Ca enters the cell and activates the LTH response, but also activates a regenerative response at the cut site of the neuron. This results in the formation of a neuroma (of varying size). These neuromas have a very high expression of all the nociceptive machinery, and as such they are highly susceptible to pain signals.
Central pain
Pain originating in a second or third order nociceptive neuron.
This type of pain is the cause of the phantom limb phenomenon.
Role of inflammation in pain
IL-1b increases the production of substance P and COX.
TNFa creates a positive reinforcement loop and also results in production of NGF, thereby invoking all of NGF’s downstream effects.
Ectopic pain
Name for pain that originates due to receptor activation along the length of the axon rather than at the axon’s terminus.
May also lead to pain mislocalization or referred pain.
Dual innervation of visceral surfaces
The parietal wall of the sacs is innervated by branches of the spinal nerves, which can carry nociceptive information.
The visceral wall of the sacs is innervated by visceral nerves, which can carry nociceptive information, but often result in referred pain.
Why do visceral nociceptive neurons result in referred pain?
Because they do not have their own dedicated 2nd order nociceptive neurons. Instead, they rely on the closet set of 2nd order SOMATIC nociceptive neurons to where their roots originate and have nuclei in the DRG.
Three classes of endorphin-like molecule
Endorphins
Enkephalins (tetrapeptides)
Dynorphins
Periaqueductal Gray neurons and their regulation of pain
The periaqueductal gray matter contains neuron cell bodies of regulatory nerve fibers that synapse on 2nd order nociceptive neurons in the dorsal horn.
These neurons are responsible for incorporating modulatory signals from the CNS as well as feedback inhibition from 2nd order nociceptive neurons. They include neurons which respond to norepinephrine, serotonin, and enkephalins.

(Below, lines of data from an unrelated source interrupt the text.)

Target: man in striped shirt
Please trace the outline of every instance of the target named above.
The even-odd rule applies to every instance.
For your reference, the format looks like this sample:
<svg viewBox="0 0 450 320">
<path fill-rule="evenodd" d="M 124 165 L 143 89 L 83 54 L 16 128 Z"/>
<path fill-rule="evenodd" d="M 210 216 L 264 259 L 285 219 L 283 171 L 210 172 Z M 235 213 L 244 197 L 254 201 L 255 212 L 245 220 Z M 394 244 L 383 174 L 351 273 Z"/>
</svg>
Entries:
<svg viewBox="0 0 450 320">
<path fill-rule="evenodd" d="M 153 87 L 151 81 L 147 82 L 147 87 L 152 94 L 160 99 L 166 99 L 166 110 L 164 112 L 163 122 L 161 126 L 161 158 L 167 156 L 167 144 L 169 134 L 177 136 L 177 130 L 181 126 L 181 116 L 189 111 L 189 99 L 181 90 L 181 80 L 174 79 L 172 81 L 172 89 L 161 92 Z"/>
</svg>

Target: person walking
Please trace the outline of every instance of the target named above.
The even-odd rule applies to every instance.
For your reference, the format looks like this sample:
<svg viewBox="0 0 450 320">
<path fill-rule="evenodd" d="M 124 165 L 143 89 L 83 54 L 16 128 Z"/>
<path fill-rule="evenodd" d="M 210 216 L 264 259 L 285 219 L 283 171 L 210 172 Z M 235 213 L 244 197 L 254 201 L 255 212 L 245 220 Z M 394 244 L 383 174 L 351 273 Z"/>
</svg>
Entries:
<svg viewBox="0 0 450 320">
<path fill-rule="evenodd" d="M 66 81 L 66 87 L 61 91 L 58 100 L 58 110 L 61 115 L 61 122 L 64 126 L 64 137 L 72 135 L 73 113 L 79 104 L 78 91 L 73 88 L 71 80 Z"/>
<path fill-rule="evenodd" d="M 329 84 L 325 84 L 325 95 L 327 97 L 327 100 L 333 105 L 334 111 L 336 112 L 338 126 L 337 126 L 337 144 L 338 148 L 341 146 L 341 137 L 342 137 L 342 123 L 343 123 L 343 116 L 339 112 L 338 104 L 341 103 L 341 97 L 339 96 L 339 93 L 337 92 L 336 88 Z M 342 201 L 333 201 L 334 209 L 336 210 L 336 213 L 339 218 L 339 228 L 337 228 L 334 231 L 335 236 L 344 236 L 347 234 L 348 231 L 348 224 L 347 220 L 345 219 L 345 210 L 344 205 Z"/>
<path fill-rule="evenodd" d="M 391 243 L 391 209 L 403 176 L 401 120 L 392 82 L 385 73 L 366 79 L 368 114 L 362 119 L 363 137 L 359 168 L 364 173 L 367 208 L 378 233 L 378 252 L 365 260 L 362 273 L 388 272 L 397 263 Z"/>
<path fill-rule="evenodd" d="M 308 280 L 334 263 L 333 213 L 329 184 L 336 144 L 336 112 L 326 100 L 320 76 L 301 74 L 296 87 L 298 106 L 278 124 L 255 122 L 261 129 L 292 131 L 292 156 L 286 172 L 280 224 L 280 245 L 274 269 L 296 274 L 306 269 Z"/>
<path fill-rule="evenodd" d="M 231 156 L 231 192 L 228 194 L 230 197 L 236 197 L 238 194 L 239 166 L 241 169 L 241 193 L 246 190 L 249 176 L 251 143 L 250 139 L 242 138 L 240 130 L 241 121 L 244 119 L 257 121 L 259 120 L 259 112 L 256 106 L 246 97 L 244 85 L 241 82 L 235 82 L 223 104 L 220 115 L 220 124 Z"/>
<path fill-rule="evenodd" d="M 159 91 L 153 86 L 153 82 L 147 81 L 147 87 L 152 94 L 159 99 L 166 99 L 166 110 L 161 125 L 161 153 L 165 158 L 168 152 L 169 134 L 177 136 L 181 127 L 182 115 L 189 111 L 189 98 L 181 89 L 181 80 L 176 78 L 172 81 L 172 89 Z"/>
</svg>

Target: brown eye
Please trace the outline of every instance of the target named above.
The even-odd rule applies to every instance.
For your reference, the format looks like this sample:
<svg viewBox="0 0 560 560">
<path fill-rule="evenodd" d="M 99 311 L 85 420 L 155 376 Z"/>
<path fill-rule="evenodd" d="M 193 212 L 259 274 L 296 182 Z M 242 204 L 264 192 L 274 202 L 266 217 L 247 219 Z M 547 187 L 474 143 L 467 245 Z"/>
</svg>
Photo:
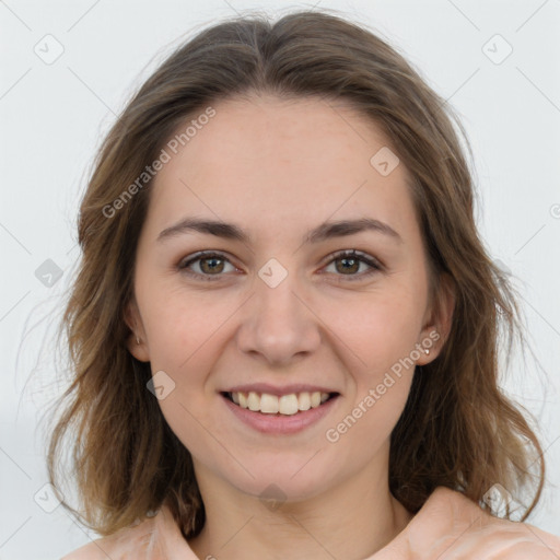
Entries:
<svg viewBox="0 0 560 560">
<path fill-rule="evenodd" d="M 349 277 L 348 280 L 359 280 L 382 270 L 380 262 L 368 255 L 357 253 L 355 249 L 336 254 L 328 266 L 332 264 L 337 276 Z M 368 268 L 359 273 L 362 265 Z"/>
<path fill-rule="evenodd" d="M 224 272 L 225 266 L 230 265 L 233 270 L 235 267 L 218 253 L 198 253 L 188 260 L 183 260 L 178 268 L 189 276 L 198 277 L 203 280 L 218 280 Z"/>
</svg>

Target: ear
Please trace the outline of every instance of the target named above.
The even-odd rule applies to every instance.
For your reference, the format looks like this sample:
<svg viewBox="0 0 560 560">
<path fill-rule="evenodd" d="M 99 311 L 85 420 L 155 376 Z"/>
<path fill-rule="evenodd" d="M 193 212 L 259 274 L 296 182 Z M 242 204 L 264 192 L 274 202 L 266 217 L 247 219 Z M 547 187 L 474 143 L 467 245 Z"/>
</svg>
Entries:
<svg viewBox="0 0 560 560">
<path fill-rule="evenodd" d="M 130 328 L 126 345 L 128 351 L 141 362 L 150 361 L 150 351 L 148 348 L 145 330 L 140 316 L 140 311 L 136 299 L 132 298 L 125 310 L 125 323 Z"/>
<path fill-rule="evenodd" d="M 430 350 L 430 353 L 421 351 L 417 365 L 425 365 L 435 360 L 450 336 L 455 310 L 455 282 L 447 273 L 442 273 L 439 279 L 436 293 L 434 294 L 428 319 L 420 332 L 419 345 Z"/>
</svg>

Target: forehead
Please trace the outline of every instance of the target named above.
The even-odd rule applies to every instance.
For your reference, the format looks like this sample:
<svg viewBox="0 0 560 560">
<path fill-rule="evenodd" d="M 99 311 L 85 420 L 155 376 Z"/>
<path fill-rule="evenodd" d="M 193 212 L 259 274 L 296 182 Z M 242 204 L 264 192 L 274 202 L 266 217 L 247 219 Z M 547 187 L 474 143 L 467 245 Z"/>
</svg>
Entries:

Location of mu opioid receptors
Mu opioid receptors are located on the presynaptic terminal of the 1st order nociceptive neuron. Activation of these receptors results in hyperpolarization of the terminal and inhibition of calcium channels, both of which inhibit the ability of the terminal to activate the post-synaptic 2nd order nociceptive neuron
GABA signaling and pain
1st order nociceptive neurons also display receptors for GABA on their pre-synaptic terminals.
GABA signaling enables Cl- to enter the cell, resulting in hyper-polarization and inhibiting depolarization and associated signal transduction to the 2nd order nociceptive neuron.

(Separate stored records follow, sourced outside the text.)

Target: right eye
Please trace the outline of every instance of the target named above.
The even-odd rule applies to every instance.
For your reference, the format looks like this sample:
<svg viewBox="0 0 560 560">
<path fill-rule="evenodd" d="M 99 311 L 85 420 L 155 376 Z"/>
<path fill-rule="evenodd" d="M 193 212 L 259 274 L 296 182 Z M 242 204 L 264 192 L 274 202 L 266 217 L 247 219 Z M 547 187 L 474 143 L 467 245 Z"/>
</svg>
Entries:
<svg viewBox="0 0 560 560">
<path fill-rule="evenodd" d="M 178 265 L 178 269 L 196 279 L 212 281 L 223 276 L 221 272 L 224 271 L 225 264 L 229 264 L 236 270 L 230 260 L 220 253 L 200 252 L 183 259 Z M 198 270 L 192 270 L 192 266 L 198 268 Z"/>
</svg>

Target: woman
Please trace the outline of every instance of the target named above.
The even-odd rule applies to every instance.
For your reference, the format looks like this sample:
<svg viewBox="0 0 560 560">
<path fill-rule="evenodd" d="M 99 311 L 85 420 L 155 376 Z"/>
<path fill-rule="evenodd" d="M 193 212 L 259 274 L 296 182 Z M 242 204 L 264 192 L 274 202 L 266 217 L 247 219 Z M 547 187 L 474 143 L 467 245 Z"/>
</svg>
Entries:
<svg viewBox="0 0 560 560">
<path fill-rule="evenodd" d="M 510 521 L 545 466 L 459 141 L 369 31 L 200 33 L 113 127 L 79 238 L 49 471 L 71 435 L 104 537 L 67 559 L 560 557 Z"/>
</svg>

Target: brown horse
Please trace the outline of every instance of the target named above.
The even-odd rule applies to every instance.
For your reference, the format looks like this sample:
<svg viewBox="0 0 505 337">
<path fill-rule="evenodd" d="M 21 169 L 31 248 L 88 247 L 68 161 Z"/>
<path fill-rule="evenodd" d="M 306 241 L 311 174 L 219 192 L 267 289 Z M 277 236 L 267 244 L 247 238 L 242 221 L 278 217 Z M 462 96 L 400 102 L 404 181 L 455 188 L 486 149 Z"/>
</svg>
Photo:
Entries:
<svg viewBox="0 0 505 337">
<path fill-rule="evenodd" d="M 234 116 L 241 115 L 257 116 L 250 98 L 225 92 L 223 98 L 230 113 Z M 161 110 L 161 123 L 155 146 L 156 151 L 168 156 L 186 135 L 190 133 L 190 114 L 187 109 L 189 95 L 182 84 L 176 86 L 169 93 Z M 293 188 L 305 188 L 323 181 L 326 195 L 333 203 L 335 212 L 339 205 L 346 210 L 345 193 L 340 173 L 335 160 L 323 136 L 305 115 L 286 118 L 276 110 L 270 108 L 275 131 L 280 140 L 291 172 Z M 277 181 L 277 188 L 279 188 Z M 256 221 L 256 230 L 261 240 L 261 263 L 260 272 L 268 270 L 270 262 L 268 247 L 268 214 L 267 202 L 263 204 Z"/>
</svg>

Unlike many other modulators of this junction, these GABAergic neurons do not have their nuclei within the periaqueductal gray matter.
Norepinephrine signaling and pain
1st order nociceptive neurons display adrenergic receptors on their pre-synaptic terminals.
Norepinephrine binding results in downstream inhibition of Ca channel activity, resulting in a diminished ability to activate 2nd order nociceptive neurons.
Serotonin signaling and pain
1st order nociceptive neurons display numerous 5HT receptors on their pre-synaptic terminals.
Unlike with norepinephrine and GABA, the signaling with serotonin is quite complex as there are 12 distinct receptors with different functions.
However, as a general rule, serotonin in the synaptic space decreases the ability of 1st degree nociceptive neurons to activate 2nd degree nociceptive neurons, and thus serotonin is considered an analgesic signal.